The Royal Barcelona Maritime Club (Catalan: Reial Club Marítim de Barcelona (RCMB), Spanish: Real Club Marítimo de Barcelona) is a member-only yacht club based in Barcelona. It was established in 1881 and is one of the oldest yacht clubs in Catalonia, Spain.

This club is located at one end of Barcelona harbor, close to where la Rambla meets the sea, by the "Maremagnum" shopping mall and aquarium complex. The RCMB is a well-equipped yacht club, with its own delimited area situated very close to its rival Royal Barcelona Yacht Club (Reial Club Nàutic de Barcelona), which is considered more elitist. The RCMB's area is an "administrative concession" from the Barcelona Port Authority. It houses the club's premises, where there is a cafeteria cum restaurant specialized in fish dishes.

The club has 251 moorings for yachts of average size.
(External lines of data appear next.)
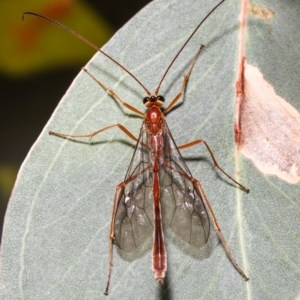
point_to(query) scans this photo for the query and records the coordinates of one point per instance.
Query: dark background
(27, 104)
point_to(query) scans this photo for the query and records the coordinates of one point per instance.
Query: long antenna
(115, 61)
(87, 42)
(173, 60)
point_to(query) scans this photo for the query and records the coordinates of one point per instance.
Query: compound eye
(146, 99)
(161, 98)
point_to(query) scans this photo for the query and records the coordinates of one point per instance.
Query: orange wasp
(158, 186)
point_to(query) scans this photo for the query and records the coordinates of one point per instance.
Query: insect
(158, 186)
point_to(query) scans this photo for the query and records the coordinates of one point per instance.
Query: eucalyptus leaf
(55, 239)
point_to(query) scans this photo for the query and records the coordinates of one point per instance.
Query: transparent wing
(134, 212)
(182, 206)
(183, 209)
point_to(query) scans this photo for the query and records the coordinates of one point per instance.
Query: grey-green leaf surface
(55, 239)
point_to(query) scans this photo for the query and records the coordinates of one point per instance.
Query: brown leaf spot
(269, 128)
(262, 12)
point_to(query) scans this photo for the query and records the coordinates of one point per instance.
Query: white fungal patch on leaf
(269, 128)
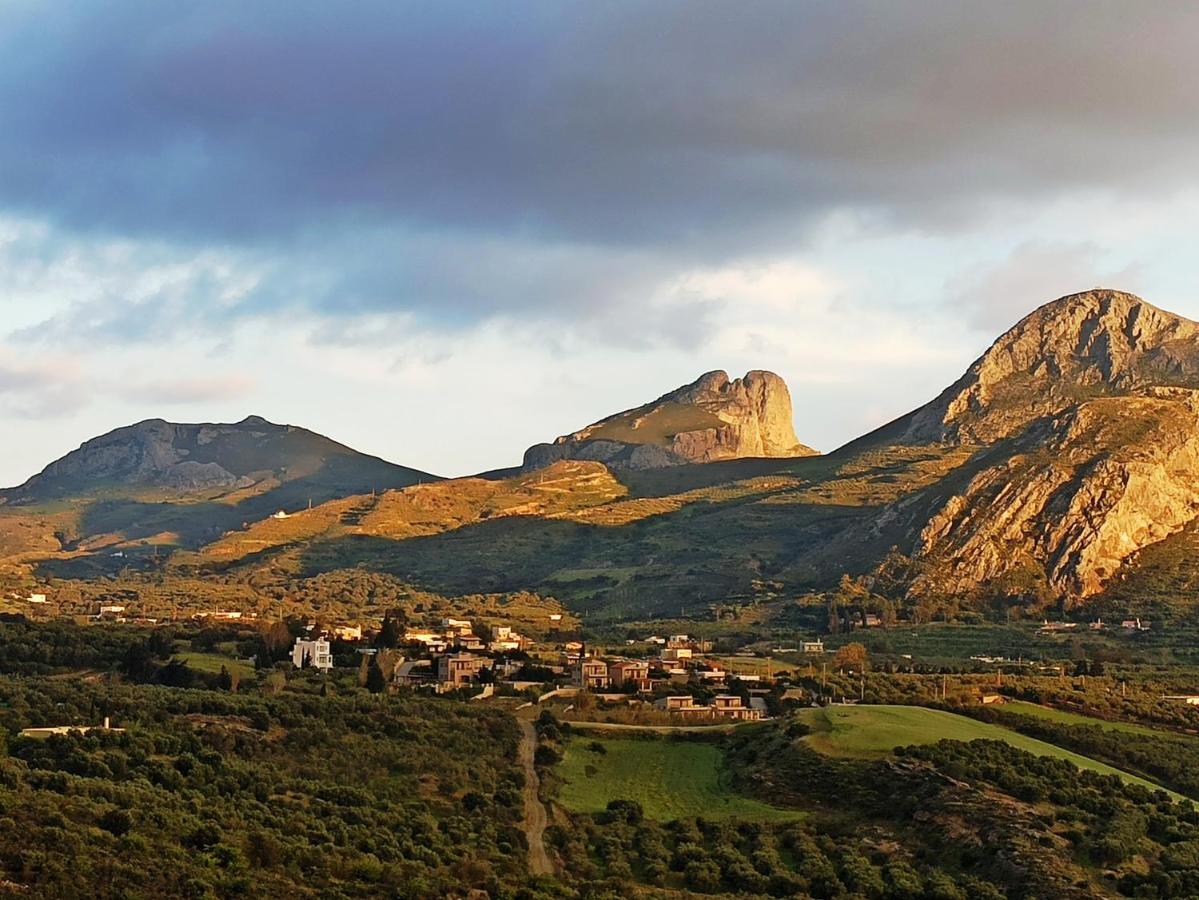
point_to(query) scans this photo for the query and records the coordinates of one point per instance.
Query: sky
(443, 231)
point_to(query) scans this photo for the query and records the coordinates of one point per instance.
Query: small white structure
(314, 653)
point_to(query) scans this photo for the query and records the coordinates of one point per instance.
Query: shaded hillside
(182, 484)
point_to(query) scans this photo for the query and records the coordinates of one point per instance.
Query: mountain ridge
(709, 420)
(1040, 476)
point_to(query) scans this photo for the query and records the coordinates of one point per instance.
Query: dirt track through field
(535, 811)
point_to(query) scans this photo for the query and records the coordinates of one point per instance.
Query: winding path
(535, 811)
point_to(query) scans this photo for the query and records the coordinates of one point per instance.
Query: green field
(867, 731)
(670, 779)
(212, 662)
(1067, 718)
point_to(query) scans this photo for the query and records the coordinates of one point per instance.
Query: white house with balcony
(314, 653)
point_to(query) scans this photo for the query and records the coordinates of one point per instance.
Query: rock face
(190, 458)
(1084, 345)
(1086, 416)
(709, 420)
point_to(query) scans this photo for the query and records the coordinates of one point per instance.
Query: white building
(314, 653)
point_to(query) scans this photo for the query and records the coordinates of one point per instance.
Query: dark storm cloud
(361, 152)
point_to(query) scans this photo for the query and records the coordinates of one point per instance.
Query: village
(670, 674)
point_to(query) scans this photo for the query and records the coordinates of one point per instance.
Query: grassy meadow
(670, 779)
(1065, 717)
(866, 731)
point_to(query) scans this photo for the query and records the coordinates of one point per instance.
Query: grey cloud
(994, 296)
(471, 161)
(186, 391)
(41, 391)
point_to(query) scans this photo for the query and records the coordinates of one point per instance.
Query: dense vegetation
(301, 792)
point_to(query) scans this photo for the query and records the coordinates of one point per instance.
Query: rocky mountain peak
(1082, 345)
(711, 418)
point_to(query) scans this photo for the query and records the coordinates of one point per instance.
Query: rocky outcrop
(149, 453)
(1088, 418)
(709, 420)
(1083, 345)
(1074, 501)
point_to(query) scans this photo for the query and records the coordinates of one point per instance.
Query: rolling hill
(1061, 466)
(182, 485)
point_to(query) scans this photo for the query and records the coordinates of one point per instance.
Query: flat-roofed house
(731, 707)
(456, 669)
(314, 653)
(591, 674)
(630, 671)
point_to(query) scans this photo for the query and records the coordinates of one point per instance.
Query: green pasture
(866, 731)
(670, 779)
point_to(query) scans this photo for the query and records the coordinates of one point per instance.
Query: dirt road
(535, 811)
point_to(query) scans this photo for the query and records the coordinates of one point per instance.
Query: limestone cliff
(709, 420)
(1074, 500)
(1086, 418)
(1083, 345)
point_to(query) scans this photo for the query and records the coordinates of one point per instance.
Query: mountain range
(1061, 467)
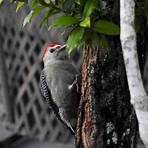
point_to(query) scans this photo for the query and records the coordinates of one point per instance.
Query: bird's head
(52, 52)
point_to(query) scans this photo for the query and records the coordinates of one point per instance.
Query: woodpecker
(59, 84)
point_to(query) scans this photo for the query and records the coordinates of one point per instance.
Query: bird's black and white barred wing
(48, 98)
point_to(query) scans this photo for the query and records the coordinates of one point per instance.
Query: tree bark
(106, 118)
(139, 98)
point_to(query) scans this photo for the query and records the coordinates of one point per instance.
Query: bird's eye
(52, 50)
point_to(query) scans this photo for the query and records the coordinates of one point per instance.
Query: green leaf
(34, 3)
(19, 6)
(43, 3)
(85, 22)
(28, 18)
(89, 7)
(32, 14)
(106, 27)
(64, 21)
(1, 1)
(75, 39)
(48, 14)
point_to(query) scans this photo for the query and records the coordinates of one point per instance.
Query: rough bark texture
(139, 98)
(106, 117)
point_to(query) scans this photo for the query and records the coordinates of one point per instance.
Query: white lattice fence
(31, 115)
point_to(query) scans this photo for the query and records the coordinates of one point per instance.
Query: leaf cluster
(86, 18)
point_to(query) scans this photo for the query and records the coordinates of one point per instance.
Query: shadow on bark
(106, 119)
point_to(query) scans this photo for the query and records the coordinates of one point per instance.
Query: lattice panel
(31, 115)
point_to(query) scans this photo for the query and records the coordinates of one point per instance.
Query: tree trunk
(106, 118)
(139, 98)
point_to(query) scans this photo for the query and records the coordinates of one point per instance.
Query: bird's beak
(62, 48)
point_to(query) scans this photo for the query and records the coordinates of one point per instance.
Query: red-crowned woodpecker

On its NE side there is a dry dock area and repair facilities for both sail and motor boats. The club also offers sailing courses and watersports courses.

The Royal Barcelona Maritime Club regularly organizes regattas. It has participated in many sailing competitions and has won more than 1.000 medals in domestic competitions, as well as over 200 medals in international competitions. It won also the first olympic medal for Spain in the 1932 Olympics.